Leonel Moura is a conceptual artist, pioneering in the application of robotics and artificial intelligence in art. Leonel produced a wide range of robots that paint, generate poetry and play in theatre: ArtSbot, 2003, RAP (Robotic Action Painter), 2006, RUR, 2010 İSU. RAP is displayed as a part of a permanent exhibition at the American Museum of Natural History, NY. In 2009 the artist was appointed European Ambassador for Creativity and Innovation by the European Commission.
His books include "The Surrealist Robot" (2019), "Nonhuman Art" (2015), "Poesia Robótica (Robot Poetry)" (2009).
Should we give different definitions to contemporary art produced by humans and by machines? Is the stress on contemporary important for you?
Since art is an evolutionary process in constant transformation its definition is a rather tedious debate. Consider the paradox: as an artist, I want to do something that is not accepted as art. Because, in fact, it is my work that redefines the definition of art and not the opposite. And art is what at each given moment human society is able to accept as art.
Hence, there is no difference between human and machine art because we are the observers. Which does not mean that we shouldn’t recognize that there is a multitude of other observers, natural and now also artificial.
Contemporary art is no longer a viable concept because most of the art done under this label is not contemporary. We must find a new term for the art of today.
Is art necessarily connected with the notion of creativity? If yes, please provide a definition of creativity. If not, then what is the “engine” of art (e. g. you consider art as a spiritual practice or a natural part of life and industrial production as Soviet productivists did etc.)?
Creativity is a natural mechanism that promotes change. It is similar to intelligence and therefore it can be reproduced in machines. Artificial Creativity is complementary to Artificial Intelligence.
Human art is just an application of the natural mechanism of creativity.

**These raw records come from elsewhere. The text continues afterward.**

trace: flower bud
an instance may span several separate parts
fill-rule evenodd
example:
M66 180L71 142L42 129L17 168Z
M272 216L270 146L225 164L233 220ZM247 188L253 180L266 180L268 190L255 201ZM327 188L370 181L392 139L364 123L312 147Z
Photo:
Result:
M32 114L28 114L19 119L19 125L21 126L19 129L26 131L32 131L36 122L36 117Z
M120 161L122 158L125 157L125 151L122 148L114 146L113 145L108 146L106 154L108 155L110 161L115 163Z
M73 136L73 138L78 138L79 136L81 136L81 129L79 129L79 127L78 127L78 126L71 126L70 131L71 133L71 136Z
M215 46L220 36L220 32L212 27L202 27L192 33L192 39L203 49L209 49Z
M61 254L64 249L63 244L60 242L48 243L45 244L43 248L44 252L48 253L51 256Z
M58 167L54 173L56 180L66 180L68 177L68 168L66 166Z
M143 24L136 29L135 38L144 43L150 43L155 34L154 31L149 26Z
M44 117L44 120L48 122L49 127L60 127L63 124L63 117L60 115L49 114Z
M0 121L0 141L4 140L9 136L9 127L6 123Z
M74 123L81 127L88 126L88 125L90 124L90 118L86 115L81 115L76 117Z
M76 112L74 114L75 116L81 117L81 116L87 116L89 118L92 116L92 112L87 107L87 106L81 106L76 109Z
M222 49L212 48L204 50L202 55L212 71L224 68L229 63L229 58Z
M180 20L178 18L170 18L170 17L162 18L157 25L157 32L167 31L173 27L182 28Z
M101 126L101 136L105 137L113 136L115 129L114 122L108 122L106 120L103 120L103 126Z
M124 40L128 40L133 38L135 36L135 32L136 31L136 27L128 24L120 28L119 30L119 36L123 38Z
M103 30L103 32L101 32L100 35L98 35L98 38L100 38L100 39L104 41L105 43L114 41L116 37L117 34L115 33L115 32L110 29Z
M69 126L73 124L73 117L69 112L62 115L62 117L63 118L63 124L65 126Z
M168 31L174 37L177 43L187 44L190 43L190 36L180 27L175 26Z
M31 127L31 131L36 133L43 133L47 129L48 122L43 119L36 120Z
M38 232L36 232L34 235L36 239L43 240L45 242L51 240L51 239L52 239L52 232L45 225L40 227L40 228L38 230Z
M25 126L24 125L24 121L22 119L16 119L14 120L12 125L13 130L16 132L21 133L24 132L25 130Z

To expand the field of human art to machine creativity is a very important step. It is inscribed in an evolutionary line from abstraction, overcoming the figurative, to ready-made, overcoming the manufacture, and now nonhuman art, overcoming the human. It is an important step for two reasons: it takes the human out of the loop and it reveals the beauty and creativity of all the other life forms, including the artificial ones. In this sense, it is a clear manifesto against anthropocentrism and also the kind of humanism that perceives the human as the center of the universe resulting in the devastation of all other lifeforms and the planet.
(Check my Symbiotic Art Manifesto).
Do you see any medium limitations in machine-produced art? In perceiving machine produced art?
No. My robots have been shown all around the world always with evident acceptance and enthusiasm. For the moment most people are fascinated by intelligent and creative machines.
How do you see machine artists’ ethic code if both — humans and machines — could contribute to it? Do you imagine machine artists’ impact on human artists’ in a way like an authorship vs cc, high res vs circulationism etc.)?
Machine artists, even as rudimentary as they still are, have an enormous impact on the artist’s role. Human artists are stopping to produce art objects and, instead, are making machine artists. Making the artists that make the art.
This shift is generating new ways of expression and distribution. For example, where is the art object in an interactive work? Or in the performance of my artbots?
As for ethics, I don’t see any relevant issue related to current intelligent and creative machines. There is only one ethical: you do good or you do bad, and everyone knows what it means. If a robot helps a lifeform is good; if a robot injures a lifeform or another robot is bad.
A different question is to know whether we will be able to implement basic ethics in super-intelligent machines. Personally, I don’t believe it.